Requisiti e iter per richiedere il bonus affitto
Per poter beneficiare dell’agevolazione, è necessario rispettare requisiti stringenti. Oltre al limite di reddito individuale e alla distanza minima del trasferimento, è indispensabile fornire una documentazione completa, comprendente:
- la dichiarazione dei redditi relativa all’anno precedente;
- il contratto di lavoro dipendente;
- il contratto di locazione dell’immobile interessato;
- il certificato di cambio di residenza.
La presentazione della domanda avviene tramite il datore di lavoro, che effettua il rimborso senza che il contributo venga versato direttamente dallo Stato al lavoratore. Per una corretta gestione della pratica, si consiglia di rivolgersi a CAF o patronati, che offrono assistenza nella verifica dei requisiti e nella compilazione della documentazione necessaria.

Il contesto normativo e le altre misure di sostegno per il 2026 (www.assodonna.it)

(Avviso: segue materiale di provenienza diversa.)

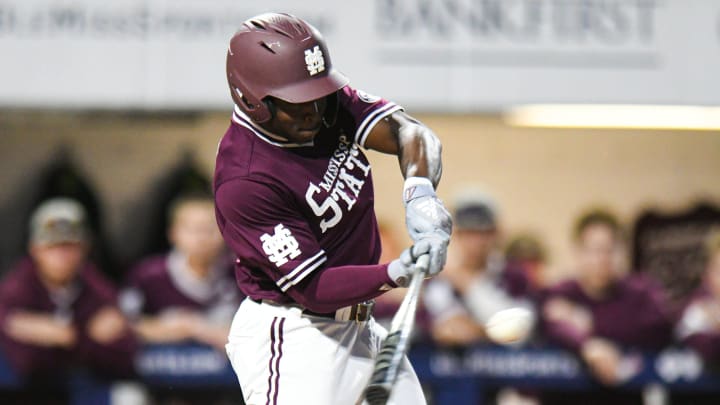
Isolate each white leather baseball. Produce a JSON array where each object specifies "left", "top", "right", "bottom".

Il bonus affitto 2026 si inserisce in un quadro più ampio di misure varate dal Governo con la Legge di Bilancio 2025, che punta a ridurre la pressione fiscale sui redditi medio-bassi e a sostenere le famiglie con interventi mirati. Tra le principali novità vi è il taglio strutturale del cuneo fiscale, esteso fino a redditi di 40.000 euro, e la revisione delle aliquote IRPEF a tre scaglioni, con aliquota al 23% fino a 28.000 euro lordi. Questo insieme di misure comporta un impatto complessivo di circa 18 miliardi di euro annui, a beneficio di oltre 3 milioni di contribuenti.
Parallelamente, sono stati potenziati anche gli strumenti di sostegno alla famiglia, come il bonus bebè da 1.000 euro per ogni figlio nato o adottato, e l’ampliamento dei congedi parentali indennizzati all’80% per tre mesi entro il sesto anno di vita del figlio. Nel settore abitativo, oltre al bonus affitto, sono stati prorogati per il triennio 2025-2027 i fondi per il sostegno all’accesso alla prima casa, rivolti in particolare a giovani coppie, famiglie numerose e under 36, con l’ausilio della garanzia statale sui mutui.
Per quanto riguarda il territorio, ad esempio il Comune di Roma ha confermato per il 2025 il Contributo Integrativo per il Canone di Locazione, gestito attraverso la piattaforma digitale GECOA, con una dotazione che consente di coprire fino al 40% del canone annuo, massimo 2.000 euro per richiedente. Anche la Regione Emilia-Romagna ha attivato il Bando Fondo Affitto 2025 per sostenere le famiglie in difficoltà nel pagamento degli affitti, destinando oltre 10 milioni di euro tra Comune di Bologna e altri distretti, con contributi fino a 2.000 euro per nuclei familiari con incidenza del canone superiore al 40% del reddito.